Otzi the Sudtirol Iceman
A startling discover
In September, 1991, a German couple from Nuremberg were hiking across the Otzal alps on the border between Austria and Italy. Hiking at 3200 meters, they found a strange object partially exposed in glacial ice.
They suspected it was the body of a mountaineer and trekked to a national park office to notify a ranger. They returned to the site the next day with the ranger who suspected it might be a missing mountaineer from long ago. The ranger notified the Austrian police who arrived later that day in a helicopter.

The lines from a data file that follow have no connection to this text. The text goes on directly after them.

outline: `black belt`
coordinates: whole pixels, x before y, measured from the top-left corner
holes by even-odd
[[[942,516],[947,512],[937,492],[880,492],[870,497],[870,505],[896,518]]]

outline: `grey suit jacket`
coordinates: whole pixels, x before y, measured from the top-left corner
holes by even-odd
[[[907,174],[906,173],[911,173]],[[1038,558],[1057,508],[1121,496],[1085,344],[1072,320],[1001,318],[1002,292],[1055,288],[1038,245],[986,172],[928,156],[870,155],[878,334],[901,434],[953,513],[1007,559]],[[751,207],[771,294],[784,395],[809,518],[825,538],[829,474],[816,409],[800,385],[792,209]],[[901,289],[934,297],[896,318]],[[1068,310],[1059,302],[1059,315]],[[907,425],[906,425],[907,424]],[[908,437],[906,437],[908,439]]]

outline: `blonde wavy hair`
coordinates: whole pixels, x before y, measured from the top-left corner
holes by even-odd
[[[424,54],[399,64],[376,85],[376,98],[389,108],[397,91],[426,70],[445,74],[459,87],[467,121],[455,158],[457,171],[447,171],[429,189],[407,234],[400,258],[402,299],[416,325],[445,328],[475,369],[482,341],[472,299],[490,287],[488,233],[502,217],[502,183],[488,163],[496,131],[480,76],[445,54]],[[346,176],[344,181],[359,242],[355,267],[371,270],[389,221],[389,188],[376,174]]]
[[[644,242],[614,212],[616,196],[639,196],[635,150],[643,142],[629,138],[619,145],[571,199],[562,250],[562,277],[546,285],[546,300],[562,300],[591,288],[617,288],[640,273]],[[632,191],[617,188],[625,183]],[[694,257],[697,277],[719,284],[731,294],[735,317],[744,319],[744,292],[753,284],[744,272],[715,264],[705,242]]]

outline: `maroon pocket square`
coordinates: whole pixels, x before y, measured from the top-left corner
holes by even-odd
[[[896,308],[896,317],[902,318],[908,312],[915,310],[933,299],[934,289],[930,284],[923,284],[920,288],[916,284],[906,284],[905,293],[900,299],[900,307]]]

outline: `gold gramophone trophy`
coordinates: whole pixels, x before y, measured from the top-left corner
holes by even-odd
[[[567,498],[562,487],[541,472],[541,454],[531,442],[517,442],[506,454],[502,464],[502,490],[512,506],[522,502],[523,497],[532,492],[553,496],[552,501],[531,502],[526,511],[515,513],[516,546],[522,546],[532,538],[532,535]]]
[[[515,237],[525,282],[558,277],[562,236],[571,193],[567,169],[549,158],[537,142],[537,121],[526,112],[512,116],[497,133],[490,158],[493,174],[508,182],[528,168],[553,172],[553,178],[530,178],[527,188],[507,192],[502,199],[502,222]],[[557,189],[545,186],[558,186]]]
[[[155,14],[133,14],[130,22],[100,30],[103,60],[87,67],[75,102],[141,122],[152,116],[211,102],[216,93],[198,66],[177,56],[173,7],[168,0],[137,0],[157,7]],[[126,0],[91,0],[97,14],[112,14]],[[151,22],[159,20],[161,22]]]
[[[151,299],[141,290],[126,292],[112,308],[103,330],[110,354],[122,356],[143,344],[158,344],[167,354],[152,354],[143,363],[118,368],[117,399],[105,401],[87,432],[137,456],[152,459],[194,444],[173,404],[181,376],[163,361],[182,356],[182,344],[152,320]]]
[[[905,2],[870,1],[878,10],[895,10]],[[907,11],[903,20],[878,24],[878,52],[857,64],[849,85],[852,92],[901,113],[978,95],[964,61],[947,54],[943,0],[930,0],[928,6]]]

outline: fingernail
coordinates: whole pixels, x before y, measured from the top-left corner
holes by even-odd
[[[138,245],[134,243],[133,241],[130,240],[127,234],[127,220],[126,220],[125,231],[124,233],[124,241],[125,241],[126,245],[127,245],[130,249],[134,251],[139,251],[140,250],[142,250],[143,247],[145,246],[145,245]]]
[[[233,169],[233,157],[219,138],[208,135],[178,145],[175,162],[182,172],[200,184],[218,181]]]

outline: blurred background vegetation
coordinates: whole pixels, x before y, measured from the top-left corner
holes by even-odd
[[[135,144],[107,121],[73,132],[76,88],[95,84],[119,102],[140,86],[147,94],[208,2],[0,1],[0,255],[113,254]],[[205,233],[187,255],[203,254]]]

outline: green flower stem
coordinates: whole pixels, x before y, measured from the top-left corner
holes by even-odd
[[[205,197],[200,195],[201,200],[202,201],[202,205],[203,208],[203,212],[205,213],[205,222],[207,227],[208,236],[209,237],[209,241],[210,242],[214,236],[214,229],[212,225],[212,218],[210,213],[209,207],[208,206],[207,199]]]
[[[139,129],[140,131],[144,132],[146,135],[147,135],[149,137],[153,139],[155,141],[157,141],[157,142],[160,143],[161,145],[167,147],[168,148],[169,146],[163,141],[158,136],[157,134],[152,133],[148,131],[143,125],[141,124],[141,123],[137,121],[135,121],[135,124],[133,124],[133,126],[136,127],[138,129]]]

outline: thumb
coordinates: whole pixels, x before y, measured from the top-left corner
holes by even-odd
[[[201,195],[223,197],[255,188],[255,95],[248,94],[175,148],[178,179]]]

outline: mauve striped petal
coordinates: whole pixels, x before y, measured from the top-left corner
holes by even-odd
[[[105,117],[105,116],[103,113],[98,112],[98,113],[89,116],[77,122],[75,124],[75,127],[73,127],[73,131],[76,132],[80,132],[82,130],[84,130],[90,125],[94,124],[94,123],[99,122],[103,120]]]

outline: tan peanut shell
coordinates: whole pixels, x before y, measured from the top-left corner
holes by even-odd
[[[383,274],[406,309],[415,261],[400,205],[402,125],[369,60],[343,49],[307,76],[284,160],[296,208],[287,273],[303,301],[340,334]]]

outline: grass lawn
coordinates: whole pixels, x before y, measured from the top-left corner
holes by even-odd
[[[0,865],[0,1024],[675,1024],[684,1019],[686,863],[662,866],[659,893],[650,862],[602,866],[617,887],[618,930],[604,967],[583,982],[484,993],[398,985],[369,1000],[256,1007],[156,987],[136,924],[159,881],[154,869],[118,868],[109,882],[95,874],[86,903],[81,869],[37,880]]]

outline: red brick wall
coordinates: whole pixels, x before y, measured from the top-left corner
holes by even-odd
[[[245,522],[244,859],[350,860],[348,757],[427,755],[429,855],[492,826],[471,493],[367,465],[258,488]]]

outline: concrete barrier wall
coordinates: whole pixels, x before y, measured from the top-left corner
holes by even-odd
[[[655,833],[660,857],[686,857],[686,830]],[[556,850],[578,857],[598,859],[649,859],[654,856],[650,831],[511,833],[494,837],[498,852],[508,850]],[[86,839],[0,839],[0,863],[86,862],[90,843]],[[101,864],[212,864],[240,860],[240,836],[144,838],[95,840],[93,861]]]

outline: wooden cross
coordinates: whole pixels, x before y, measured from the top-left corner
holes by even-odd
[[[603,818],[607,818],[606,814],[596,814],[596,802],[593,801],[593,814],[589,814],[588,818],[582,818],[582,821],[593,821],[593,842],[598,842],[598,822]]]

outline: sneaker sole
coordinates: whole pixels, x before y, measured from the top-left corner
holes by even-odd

When the police studied the remains, they originally suspected a possible murder and that the victim had been stripped to prevent identification. Another theory was that the remains were those of an Italian soldier missing since the Great War. Word spread quickly in alpine communities and experienced hikers began arriving at the site.
Recovering the remains
A three-day excavation began, but bad weather, hard ice, and difficult terrain made it difficult to remove the body from the ice. Drills and axes were used and the remains were whisked off to the University of Innsbruck since it was thought that the site was in Austria. Police and hikers began recovering objects around the body which appeared to be remnants of clothing, tools, and primitive weapons.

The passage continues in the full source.